Content » Vol 41, Issue 1

Original report

The hypothesis of overwork weakness in Charcot-Marie-Tooth: A critical evaluation

Madlenka van Pomeren, MD1,3, Ruud W. Selles, PhD1,2, Berbke T. J. van Ginneken, MSc1, Ton A. R. Schreuders, PT, PhD1, Wim G. M. Janssen, MD1 and Henk J. Stam, MD, PhD, FRCP1

From the 1Department of Rehabilitation and 2Department of Plastic and Reconstructive Surgery, Erasmus MC, University Medical Center Rotterdam, Rotterdam and 3Rehabilitation Center Sophia Revalidatie, The Hague, The Netherlands

OBJECTIVE: It has been reported that the non-dominant hand of patients with Charcot-Marie-Tooth disease is stronger than the dominant hand as a result of overwork weakness. The objective of this study was to determine if this hypothesis could be verified in our population.

DESIGN: Survey.

SUBJECTS: Twenty-eight patients with Charcot-Marie-Tooth disease type I or II from a rehabilitation department of a university hospital in the Netherlands.

METHODS: The strength of 3 intrinsic muscle groups of the dominant and non-dominant hand were determined using the Medical Research Council scale and the Rotterdam Intrinsic Hand Myometer. Furthermore, grip strength, pinch and key grip strength were measured.

RESULTS: We found no differences in muscle strength for the dominant and non-dominant hand, except for a stronger key grip strength of the dominant hand in patients with Charcot-Marie-Tooth disease type II.

CONCLUSION: In our population, the dominant hand of patients with Charcot-Marie-Tooth disease type I and II was equally strong as the non-dominant hand, suggesting that there is no presence of overwork weakness in the dominant hand in our group of patients. This implies that patients with Charcot-Marie-Tooth disease do not have to limit the use of their hands in daily life in order to prevent muscle strength loss.

Key words: Charcot-Marie-Tooth disease, Hereditary Motor and Sensory Neuropathies, rehabilitation, hand strength.

J Rehabil Med 2009; 41: 32–34

Correspondence address: Madlenka van Pomeren, Rehabilitation Center Sophia Revalidatie, Reinier de Graafweg 1, 2625 AD Delft, The Netherlands. E-mail: m.vanpomeren@sophiarevalidatie.nl

INTRODUCTION

Charcot-Marie-Tooth (CMT) disease is characterized by loss of muscle strength and sensory function that generally progresses from distal to proximal in the extremities.
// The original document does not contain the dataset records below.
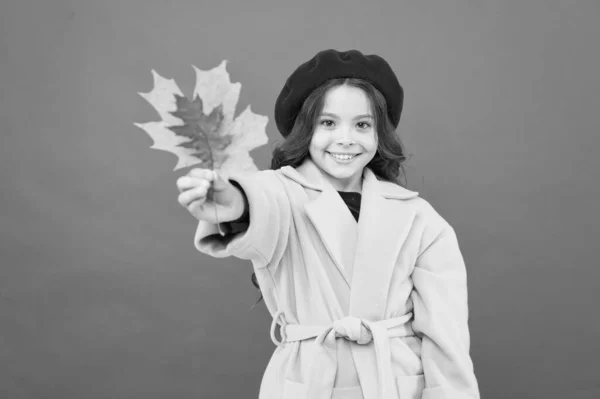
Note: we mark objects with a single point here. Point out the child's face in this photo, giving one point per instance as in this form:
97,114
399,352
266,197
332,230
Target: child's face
346,126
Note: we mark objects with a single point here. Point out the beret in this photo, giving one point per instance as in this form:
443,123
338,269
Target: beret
330,64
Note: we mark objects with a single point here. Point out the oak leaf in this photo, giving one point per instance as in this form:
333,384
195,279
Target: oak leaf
203,132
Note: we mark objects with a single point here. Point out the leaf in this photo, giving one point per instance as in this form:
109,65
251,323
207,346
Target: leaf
203,131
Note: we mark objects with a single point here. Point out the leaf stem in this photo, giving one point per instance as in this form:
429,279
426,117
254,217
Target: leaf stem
211,192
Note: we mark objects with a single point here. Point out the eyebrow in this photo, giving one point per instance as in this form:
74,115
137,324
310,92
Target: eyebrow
357,117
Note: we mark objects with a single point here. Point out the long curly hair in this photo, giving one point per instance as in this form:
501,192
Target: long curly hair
388,162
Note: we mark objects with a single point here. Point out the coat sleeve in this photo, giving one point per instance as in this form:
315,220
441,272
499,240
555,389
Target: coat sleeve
441,318
268,228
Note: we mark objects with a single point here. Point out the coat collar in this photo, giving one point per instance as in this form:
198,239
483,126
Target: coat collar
308,175
365,253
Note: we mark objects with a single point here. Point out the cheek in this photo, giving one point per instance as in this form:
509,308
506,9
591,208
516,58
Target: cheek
318,140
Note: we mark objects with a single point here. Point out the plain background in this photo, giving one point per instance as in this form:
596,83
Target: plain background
102,293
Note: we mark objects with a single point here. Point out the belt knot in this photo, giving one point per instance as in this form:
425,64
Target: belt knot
353,329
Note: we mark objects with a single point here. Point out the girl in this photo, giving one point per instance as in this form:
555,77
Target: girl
365,278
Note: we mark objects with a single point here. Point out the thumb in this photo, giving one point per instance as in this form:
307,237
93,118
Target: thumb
219,184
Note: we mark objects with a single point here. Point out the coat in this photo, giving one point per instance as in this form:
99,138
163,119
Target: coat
374,309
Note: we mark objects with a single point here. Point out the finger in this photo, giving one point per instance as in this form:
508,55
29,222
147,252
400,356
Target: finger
187,183
196,204
219,183
201,173
188,196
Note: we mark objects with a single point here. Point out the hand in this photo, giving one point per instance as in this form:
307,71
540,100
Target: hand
226,203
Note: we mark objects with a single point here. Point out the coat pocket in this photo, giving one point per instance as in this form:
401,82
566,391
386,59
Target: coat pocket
297,390
410,386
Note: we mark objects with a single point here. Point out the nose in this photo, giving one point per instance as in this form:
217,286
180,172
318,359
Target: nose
345,136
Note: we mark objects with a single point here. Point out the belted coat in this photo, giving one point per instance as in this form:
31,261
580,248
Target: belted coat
374,309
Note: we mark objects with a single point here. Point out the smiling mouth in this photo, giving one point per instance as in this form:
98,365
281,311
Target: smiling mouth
345,156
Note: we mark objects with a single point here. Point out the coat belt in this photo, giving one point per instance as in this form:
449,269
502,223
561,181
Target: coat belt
324,364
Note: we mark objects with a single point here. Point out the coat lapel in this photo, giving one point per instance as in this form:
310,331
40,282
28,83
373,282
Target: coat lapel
364,253
384,223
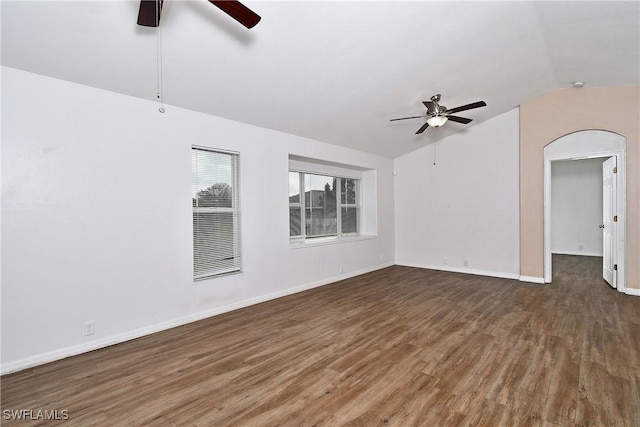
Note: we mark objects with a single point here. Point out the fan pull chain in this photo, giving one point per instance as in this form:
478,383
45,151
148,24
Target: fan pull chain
435,143
159,58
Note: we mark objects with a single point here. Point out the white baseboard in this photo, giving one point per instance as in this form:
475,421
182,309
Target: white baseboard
531,279
464,270
631,291
577,253
62,353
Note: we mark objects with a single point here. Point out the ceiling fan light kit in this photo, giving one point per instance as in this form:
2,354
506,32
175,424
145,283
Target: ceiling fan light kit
437,115
437,121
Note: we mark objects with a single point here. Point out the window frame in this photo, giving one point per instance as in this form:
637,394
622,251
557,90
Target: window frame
236,241
301,205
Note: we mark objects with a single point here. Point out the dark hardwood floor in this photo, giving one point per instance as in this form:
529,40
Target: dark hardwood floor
401,346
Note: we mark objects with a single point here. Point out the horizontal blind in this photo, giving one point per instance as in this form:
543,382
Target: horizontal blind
216,216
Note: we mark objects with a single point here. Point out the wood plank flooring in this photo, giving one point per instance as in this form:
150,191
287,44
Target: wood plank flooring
398,347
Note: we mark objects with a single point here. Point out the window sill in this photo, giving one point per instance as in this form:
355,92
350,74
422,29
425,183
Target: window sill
320,241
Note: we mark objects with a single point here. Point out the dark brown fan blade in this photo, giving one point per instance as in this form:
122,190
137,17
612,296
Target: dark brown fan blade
423,128
467,107
459,119
405,118
430,106
238,11
149,14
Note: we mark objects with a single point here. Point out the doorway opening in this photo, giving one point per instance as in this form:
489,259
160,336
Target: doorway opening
600,145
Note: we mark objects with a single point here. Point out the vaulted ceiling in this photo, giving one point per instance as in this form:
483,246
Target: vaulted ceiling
328,70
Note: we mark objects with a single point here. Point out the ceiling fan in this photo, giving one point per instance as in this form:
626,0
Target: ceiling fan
437,114
149,13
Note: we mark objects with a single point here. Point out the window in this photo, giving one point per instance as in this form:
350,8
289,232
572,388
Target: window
216,216
322,206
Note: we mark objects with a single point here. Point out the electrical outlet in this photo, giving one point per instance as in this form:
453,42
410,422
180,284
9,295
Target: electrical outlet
89,327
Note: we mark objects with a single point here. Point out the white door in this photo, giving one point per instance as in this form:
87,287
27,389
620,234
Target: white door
609,220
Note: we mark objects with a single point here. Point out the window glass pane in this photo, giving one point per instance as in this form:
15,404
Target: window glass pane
211,178
214,196
294,188
320,206
349,191
294,222
349,220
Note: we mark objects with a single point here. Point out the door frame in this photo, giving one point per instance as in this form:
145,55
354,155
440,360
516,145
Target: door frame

It has been suggested that patients with neuromuscular disorders such as post-polio syndrome and CMT disease may have overwork weakness due to overloading of the muscles, which may be a possible cause of disease progression (1–4). However, other studies have suggested beneficial effects of training in patients with CMT disease (5–7).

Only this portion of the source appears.